The Gallup Student Poll is a landmark new measure that for the next 10 years will track the hope, engagement, and well-being of students in grades 5 through 12 across the United States. Equipped with this data, parents, school districts, communities, states, and the nation can begin to drive public policy to improve student success.

For more than 70 years, Gallup has built its reputation on delivering relevant, timely, and visionary research on what humans around the world think and feel. In partnership with America's Promise Alliance, the Gallup Student Poll is dedicated to measuring the hope, engagement, and well-being of America's students.

Purpose

Through years of research, Gallup discovered three true indicators of student success; hope, engagement, and well-being. These three key factors drive students' grades, achievement scores, retention, and future employment.

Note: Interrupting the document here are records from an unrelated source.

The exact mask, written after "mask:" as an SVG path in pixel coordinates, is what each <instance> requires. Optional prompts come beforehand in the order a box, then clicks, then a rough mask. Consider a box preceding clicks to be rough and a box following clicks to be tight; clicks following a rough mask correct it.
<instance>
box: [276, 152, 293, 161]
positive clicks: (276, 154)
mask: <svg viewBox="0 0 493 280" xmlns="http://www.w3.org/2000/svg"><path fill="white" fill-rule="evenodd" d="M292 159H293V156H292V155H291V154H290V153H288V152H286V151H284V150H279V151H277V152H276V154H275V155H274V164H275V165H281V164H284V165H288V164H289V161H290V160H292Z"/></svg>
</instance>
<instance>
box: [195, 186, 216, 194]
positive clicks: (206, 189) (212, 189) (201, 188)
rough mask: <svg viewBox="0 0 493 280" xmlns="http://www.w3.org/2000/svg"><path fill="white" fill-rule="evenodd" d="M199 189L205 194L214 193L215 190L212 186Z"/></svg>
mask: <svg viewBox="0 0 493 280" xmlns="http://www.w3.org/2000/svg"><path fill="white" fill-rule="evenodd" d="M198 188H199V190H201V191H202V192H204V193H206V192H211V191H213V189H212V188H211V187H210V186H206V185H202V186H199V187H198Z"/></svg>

Hope: the ideas and energy we have for the future. Hope drives attendance, credits earned, and GPA of high school students. Hope scores the are more robust predictors of college success than are high school GPA, SAT, and ACT scores.

Engagement: the involvement in and enthusiasm for school. Engagement distinguishes between high-performing and low-performing schools.

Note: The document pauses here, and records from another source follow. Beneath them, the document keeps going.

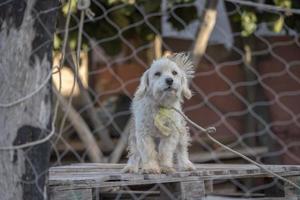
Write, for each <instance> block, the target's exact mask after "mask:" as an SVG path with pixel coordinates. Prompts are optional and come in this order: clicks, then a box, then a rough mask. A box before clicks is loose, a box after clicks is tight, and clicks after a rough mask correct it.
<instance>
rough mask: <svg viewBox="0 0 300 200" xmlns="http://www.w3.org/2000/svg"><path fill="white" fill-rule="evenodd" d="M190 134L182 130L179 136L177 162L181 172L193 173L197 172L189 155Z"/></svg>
mask: <svg viewBox="0 0 300 200" xmlns="http://www.w3.org/2000/svg"><path fill="white" fill-rule="evenodd" d="M188 145H189V134H188V132H187V130H182V134H180V136H179V142H178V146H177V150H176V154H177V162H178V167H179V169H180V170H183V171H191V170H195V166H194V164H193V163H192V162H191V161H190V159H189V153H188Z"/></svg>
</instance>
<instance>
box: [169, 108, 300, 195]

Well-Being: how we think about and experience our lives. Well-being tells us how our students are doing today and predicts their success in the future.

By measuring students' hope, engagement, and well-being, the Gallup Student Poll will help create a more hopeful story about American education in which students and teachers get to do what they do best every day, students' well-being and success matter to the community, and their personal flourishing leads to school success.

The survey itself takes less than 10 minutes to complete. In addition to several demographic questions (age, grade, gender, etc.), students are asked 20 core questions about what they do, how they think, and how they feel about their home, school, and community life. The following questions are examples that the survey intends to answer about America's students.

  • Do your teachers make you feel your schoolwork is important?
  • Did you learn or do something interesting yesterday?
  • Can you find lots of ways around any problem?
  • Do you energetically pursue your goals?

All data collected by the Gallup Student Poll is stored, aggregated, and analyzed by Gallup. Under no circumstances will Gallup reveal a student's individual responses to anyone.

Armed with this new and ongoing research, parents, school districts, communities, states, and the nation can pursue student success goals with proven and actionable data that can lead to significant improvements.